Une tête pleine d’images doit se libérer par la parole, sinon elle risque d’éclater. Dans Un Roi sans divertissement , moins Langlois parle, plus il échappe à ses amis. Son mutisme est le signe avant-coureur de sa mort. En revanche, dans Les Récits de la demi-brigade, Martial qui est en quelque sorte la réincarnation de ce même Langlois601, échappe à cette situation dramatique parce qu’il ne cesse de parler, étant lui-même le narrateur de ses propres aventures.
Par ailleurs, tout comme la musique, le coup de feu ou l'explosion peut remplacer la parole. C'est ainsi que Djouan, le cousin poète dans « Le poète de la famille » s’exprime, comme on l’a vu, par l’explosion de la dynamite avant de partir.
La foudre qui frappe Bobi à la fin de Que Ma joie demeure (II, 777) est une sorte d’explosion qui annonce la fin de la parole chez ce personnage. Il se tait définitivement. Dans ce roman, c’est surtout Aurore qui garde le silence. Elle est cette « voix d’ombre » (II, 731) qui n’arrive pas à déclarer son amour à Bobi. Elle veut le faire : ‘« Mlle Aurore voulait voir Bobi. Lui parler. Le voir. L’entendre. Le toucher. Lui dire ... »’ (II, 699-700). Mais quand elle est avec lui, elle ne peut lui parler de ses sentiments. Et faute de pouvoir parler, elle se suicide d’un coup de fusil :
‘Aurore était tombée à la renverse. Elle s’était tiré un coup de fusil dans la bouche. Elle n’était plus une femme. Avec ses éclaboussures de cervelle et de sang rayonnantes autour d’elle, elle éclairait l’herbe et le monde comme un terrible soleil. (II, 752)’Cette scène a beaucoup de similitudes avec celle du suicide de Langlois à la fin d’Un Roi sans divertissement . Dans ce roman, l’explosion finale remplacerait également la parole impossible.

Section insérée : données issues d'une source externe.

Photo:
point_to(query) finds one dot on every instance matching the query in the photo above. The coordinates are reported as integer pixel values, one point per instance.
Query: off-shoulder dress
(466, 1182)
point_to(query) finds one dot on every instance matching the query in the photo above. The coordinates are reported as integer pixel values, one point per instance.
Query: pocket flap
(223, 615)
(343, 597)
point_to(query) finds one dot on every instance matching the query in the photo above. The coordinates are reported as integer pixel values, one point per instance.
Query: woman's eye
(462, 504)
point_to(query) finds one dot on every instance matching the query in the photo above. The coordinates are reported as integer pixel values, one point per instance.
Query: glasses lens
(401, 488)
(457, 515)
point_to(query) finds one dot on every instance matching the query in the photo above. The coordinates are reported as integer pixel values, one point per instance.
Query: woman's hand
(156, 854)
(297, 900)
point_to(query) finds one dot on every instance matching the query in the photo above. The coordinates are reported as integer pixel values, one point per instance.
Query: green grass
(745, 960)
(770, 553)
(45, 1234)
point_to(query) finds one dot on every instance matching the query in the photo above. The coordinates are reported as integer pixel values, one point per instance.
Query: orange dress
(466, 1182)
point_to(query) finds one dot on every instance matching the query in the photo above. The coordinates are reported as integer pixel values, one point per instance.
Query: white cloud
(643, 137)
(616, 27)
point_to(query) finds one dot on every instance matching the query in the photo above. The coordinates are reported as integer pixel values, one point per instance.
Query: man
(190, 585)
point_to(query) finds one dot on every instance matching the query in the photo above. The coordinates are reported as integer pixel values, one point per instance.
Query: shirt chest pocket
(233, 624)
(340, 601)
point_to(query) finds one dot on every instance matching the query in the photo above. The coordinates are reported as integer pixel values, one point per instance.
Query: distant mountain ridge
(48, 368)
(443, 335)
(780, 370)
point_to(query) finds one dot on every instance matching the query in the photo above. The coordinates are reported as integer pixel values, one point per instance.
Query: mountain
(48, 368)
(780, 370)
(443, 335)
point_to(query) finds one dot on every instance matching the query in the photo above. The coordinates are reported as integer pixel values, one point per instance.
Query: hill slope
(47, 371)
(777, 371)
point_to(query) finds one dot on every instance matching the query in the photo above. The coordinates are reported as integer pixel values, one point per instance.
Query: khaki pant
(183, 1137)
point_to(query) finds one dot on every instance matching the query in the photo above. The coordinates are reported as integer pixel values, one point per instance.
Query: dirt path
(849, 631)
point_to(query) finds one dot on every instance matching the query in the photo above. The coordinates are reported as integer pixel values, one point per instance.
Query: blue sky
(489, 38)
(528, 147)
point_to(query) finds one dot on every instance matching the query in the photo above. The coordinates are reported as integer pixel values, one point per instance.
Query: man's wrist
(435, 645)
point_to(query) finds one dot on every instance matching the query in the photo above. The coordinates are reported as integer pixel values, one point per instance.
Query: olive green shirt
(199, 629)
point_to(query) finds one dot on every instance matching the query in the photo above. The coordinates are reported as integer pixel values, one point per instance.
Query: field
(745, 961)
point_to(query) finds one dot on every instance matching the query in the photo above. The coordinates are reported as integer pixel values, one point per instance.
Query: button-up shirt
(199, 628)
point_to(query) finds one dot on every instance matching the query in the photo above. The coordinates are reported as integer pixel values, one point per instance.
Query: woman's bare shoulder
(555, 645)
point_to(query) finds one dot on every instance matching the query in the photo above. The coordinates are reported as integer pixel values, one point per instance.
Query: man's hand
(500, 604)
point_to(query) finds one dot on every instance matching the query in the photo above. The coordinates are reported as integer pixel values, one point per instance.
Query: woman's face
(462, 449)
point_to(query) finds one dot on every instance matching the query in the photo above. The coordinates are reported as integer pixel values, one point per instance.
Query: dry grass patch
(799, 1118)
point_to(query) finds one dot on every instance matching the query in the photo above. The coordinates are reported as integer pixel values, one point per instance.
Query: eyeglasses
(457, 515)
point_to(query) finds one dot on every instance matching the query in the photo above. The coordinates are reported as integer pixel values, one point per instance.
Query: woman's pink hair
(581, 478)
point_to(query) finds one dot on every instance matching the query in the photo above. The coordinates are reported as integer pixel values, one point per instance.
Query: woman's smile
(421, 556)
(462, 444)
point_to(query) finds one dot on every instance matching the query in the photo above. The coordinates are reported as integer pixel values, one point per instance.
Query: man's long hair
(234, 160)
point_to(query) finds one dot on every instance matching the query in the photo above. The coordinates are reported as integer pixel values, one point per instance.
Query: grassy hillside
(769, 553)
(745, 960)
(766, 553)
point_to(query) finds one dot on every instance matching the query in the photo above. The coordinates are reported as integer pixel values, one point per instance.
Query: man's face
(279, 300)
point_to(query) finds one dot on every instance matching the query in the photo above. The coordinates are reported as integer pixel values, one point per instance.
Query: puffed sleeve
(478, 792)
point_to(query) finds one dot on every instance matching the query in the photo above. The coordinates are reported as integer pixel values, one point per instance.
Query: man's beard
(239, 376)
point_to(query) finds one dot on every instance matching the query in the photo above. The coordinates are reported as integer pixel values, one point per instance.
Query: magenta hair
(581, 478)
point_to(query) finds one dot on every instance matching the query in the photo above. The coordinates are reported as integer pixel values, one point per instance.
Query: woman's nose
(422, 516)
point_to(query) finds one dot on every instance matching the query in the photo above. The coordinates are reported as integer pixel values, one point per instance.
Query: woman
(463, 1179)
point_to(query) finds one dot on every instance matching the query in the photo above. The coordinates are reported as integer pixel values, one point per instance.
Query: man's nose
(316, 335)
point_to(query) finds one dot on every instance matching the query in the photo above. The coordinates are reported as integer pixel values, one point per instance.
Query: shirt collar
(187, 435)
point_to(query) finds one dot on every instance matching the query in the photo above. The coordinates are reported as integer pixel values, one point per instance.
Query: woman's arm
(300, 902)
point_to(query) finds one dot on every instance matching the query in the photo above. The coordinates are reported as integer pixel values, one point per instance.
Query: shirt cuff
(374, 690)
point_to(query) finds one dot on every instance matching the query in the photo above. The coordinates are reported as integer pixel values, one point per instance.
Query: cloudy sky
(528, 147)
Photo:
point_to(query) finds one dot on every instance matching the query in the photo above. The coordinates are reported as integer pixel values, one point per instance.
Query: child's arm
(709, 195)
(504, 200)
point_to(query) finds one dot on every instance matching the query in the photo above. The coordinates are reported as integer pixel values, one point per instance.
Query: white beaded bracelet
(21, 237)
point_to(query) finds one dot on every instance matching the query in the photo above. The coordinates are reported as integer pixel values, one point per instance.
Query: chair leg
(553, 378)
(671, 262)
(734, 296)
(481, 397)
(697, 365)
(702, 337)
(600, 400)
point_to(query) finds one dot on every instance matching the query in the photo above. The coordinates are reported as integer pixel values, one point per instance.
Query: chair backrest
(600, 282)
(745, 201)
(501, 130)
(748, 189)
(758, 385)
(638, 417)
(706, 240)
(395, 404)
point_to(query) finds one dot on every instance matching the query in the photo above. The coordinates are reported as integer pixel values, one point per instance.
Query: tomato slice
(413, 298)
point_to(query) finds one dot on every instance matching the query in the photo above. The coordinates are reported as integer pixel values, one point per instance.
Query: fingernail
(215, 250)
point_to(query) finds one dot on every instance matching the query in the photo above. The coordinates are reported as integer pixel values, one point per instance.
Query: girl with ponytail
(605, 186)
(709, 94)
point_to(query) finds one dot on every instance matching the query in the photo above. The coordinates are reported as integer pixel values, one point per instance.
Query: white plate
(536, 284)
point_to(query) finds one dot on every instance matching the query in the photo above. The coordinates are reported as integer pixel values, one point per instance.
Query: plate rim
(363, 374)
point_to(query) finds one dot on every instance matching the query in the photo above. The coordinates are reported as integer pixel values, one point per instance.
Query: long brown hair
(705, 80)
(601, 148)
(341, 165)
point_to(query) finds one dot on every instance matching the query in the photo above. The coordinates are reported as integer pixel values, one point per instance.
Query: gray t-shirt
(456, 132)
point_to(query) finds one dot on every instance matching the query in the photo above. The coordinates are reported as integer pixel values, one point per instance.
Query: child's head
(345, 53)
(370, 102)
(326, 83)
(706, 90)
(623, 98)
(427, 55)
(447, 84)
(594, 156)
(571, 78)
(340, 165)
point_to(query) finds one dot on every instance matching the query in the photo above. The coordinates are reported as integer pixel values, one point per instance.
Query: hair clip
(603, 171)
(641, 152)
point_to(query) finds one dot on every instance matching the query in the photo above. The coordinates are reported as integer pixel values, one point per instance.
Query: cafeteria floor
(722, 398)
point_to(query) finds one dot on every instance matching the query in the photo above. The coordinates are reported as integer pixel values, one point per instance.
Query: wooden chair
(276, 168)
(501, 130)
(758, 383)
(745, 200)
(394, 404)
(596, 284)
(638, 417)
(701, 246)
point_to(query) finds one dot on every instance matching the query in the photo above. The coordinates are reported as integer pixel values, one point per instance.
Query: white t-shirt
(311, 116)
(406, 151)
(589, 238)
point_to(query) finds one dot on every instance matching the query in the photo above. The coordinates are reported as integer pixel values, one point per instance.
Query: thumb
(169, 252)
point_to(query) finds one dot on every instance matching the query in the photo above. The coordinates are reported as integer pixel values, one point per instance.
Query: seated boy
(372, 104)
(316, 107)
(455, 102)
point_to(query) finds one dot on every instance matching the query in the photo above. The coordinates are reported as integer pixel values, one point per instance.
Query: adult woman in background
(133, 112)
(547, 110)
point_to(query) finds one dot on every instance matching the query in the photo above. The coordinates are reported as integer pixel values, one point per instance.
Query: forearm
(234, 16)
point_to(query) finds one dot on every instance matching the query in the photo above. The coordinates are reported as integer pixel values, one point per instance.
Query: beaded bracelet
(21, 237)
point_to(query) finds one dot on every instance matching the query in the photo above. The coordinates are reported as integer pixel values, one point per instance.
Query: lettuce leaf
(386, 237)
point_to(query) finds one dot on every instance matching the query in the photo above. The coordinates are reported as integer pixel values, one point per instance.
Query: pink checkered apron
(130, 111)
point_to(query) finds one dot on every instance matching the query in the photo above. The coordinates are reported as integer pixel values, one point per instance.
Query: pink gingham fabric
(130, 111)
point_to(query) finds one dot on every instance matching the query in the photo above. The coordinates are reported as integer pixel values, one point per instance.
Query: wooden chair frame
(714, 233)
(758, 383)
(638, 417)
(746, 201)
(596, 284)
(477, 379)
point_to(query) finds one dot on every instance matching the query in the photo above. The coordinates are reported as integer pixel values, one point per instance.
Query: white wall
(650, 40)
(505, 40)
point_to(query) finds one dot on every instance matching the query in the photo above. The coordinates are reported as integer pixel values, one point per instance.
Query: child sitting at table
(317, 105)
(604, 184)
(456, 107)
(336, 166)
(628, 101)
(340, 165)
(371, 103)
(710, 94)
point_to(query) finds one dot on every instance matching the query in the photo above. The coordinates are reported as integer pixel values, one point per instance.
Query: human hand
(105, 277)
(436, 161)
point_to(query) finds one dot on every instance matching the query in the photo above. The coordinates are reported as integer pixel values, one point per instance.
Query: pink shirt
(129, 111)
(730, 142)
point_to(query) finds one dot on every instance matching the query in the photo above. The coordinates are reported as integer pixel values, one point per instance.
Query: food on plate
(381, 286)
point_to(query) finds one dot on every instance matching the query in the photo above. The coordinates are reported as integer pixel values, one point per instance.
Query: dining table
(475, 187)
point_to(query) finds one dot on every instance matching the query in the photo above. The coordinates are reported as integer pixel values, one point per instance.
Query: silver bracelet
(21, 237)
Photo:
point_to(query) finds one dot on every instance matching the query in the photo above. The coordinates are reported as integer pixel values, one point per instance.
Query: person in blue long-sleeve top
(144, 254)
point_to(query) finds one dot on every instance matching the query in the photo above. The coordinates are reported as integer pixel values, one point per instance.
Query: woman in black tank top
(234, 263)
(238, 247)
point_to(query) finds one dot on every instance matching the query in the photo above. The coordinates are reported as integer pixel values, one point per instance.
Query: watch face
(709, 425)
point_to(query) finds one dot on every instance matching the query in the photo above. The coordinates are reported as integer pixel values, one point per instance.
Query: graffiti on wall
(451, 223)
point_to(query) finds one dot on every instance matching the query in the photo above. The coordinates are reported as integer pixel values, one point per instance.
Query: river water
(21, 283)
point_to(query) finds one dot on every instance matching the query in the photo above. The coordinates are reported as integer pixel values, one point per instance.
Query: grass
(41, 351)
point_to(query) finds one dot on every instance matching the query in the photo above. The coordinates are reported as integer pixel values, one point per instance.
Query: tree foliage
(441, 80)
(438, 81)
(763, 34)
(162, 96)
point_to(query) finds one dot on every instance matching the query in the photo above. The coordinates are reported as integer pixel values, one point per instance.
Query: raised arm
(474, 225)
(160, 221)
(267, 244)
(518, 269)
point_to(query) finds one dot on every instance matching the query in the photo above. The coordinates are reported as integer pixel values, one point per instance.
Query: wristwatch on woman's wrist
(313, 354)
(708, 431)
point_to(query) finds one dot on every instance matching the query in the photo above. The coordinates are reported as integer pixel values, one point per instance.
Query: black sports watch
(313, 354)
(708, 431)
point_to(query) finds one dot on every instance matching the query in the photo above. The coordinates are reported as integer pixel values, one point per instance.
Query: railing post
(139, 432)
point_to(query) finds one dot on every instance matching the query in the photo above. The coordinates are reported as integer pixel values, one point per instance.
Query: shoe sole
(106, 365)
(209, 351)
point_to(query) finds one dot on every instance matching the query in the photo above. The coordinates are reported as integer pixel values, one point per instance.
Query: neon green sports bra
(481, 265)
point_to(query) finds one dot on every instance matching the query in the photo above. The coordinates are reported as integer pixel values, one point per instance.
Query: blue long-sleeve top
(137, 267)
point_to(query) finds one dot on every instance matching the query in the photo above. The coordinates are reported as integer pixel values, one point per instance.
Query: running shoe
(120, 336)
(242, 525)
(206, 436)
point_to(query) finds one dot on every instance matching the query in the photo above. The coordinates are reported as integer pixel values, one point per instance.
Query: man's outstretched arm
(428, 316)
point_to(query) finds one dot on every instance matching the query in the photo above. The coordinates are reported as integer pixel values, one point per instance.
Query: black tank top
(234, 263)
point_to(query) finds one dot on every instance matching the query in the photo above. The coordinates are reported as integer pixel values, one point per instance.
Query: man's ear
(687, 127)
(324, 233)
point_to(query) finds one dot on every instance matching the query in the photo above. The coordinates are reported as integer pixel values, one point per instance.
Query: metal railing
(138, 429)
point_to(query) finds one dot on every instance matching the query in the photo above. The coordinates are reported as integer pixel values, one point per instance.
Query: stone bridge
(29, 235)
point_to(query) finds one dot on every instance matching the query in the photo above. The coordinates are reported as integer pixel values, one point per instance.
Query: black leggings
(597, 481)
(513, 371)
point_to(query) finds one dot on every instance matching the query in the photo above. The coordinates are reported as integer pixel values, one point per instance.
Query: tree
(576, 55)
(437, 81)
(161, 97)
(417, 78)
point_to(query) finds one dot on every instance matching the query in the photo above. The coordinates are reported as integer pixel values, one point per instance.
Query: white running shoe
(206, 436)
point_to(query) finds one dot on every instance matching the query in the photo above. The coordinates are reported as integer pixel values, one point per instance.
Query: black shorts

Les deux coups de feu tirés par le Narrateur des Grands Chemins sur son ami l’Artiste remplacent la parole impossible avec lui et annoncent également la fin de la parole du Narrateur lui-même qui est sur le point de partir et donc se taire.
Nous nous inspirons de l’étude de Alan J. CLAYTON Pour une poétique de la parole chez Giono, Coll. « Situation », Lettres Modernes Minard, 1978.
C'est le seul passage de la nouvelle « La Belle hotesse », où soit reconnue l'identité de Martial et de Langlois. C'est un policier qui lui pose la question sur son nom :
« "Etes-vous le capitaine Langlois? Me demande-t-il à voix basse, en faisant mine de me tirer à l’écart. – Je le suis en effet" , répondis-je en restant ferme sur place. » ( V, 84).